そのうえ名前を挙げた各モデルのディーゼルターボは2L級の4気筒であり、CX-60のディーゼルターボが3.3L直6という点は価格帯もあるが、趣味性も加味すると強烈なアドバンテージといえるだろう。
●3.3L直6ディーゼルターボ+マイルドハイブリッド(システム出力254ps&56.0kgm+8速AT、全グレード4WD)
XDハイブリッドエクスクルーシブスポーツ&エクスクルーシブモダン/505万4500円
XDハイブリッドプレミアムスポーツ&プレミアムモダン/547万2500円
3.3L直6ディーゼルターボにマイルドハイブリッドが加わるXDハイブリッド系は、純エンジン車となるXD系に対し、プラス50万円というイメージだ。

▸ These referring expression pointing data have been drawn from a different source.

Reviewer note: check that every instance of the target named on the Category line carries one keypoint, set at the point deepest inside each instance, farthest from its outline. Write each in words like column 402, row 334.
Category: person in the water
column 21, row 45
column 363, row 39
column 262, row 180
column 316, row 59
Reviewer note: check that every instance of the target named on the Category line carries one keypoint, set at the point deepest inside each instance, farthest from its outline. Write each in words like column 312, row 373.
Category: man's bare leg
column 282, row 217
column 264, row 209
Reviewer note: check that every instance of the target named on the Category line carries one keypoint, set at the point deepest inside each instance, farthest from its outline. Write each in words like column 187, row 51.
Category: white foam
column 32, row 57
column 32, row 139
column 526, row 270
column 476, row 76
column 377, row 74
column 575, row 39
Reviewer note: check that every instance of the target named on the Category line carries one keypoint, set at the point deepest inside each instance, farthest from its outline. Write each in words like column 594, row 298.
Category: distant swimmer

XDハイブリッド系はインテリアがホワイト系やタンカラーになるなど、より華のあるものとなり、マイルドハイブリッドにより動力性能と燃費がそれぞれ10%程度プラスになると思われるが、50万円という差額に対する解釈は分かれそうだ。
それでも直6ディーゼルターボを積む同クラスのSUVは920万円するBMW X3 M40d(4WDのマイルドハイブリッドでエンジンは340ps&71.4kgm)くらいしかない。
もちろん、スペック的な差は大きいが、そこを加味しても3.3L直6ディーゼルターボを積むCX-60は「1000万円近く出さないと買えない、6気筒のディーゼルターボを400万円台から500万円台で買える」という魅力はやはり強烈だ。
●2.5Lガソリン+PHEV(システム出力323ps&51.0kgm+8速ATで全グレード4WD、欧州仕様は約62kmのEV走行が可能)
PHEV Sパッケージ/539万円
PHEVハイブリッドエクスクルーシブスポーツ&エクスクルーシブモダン/584万6500円
PHEVハイブリッドプレミアムスポーツ&プレミアムモダン/626万4500円
PHEVは0-100km/h加速5.8秒と、CX-60の日本仕様では最速となる動力性能も備える。
装備内容を見るとPHEV Sパッケージはセーフティクルーズパッケージ/5万5000円、シースルービューパッケージ/9万3500円といった若干のメーカーオプションが欲しくなるのもあり、584万6500円のエクスクルーシブスポーツ&プレミアムモダンで見ていくと
・トヨタRAV4 PHVブラックトーン/539万円
・三菱アウトランダーP/532万700円
と日本車2台よりは高いものの、華のあるインテリアなどを加味すれば納得できる範囲だろう。
さらにレクサスNX450hを含めた、プレミアムブランドのプラグインハイブリッドと比べれば、
・レクサスNX450h/714万円
・メルセデスベンツGLC350e4MATIC/913万円
・BMW X3 xDrive30e/860万円
・ボルボXC60リチャージプラグインハイブリッドT6 AWDインスクリプションエクスプレッション/819万円
と、100万円単位で安い。
ここまでのライバル車に対する価格と、先日あったイベントでCX-60の話題になった際のマツダ関係者が漏らしていた「CX-60はCX-5からの乗り替えも想定したモデルです」という言葉を総合すると、筆者は現時点でのCX-60のポジションを「プレミアムカーを目指しながらも超リーズナブルなミドルSUV」と解釈している。
また、CX-60を過去の日本車で例えるなら1989年登場の初代セルシオが「日本では同時期に加わった同じV8エンジンを搭載したクラウンともクロスする455万~620万円という価格で、日本では3L直6エンジン搭載車で約800万円のベンツSクラスやBMW7シリーズに、静粛性の高さをはじめとした違った魅力を持ちながら挑んだ」という存在に近いものも感じる。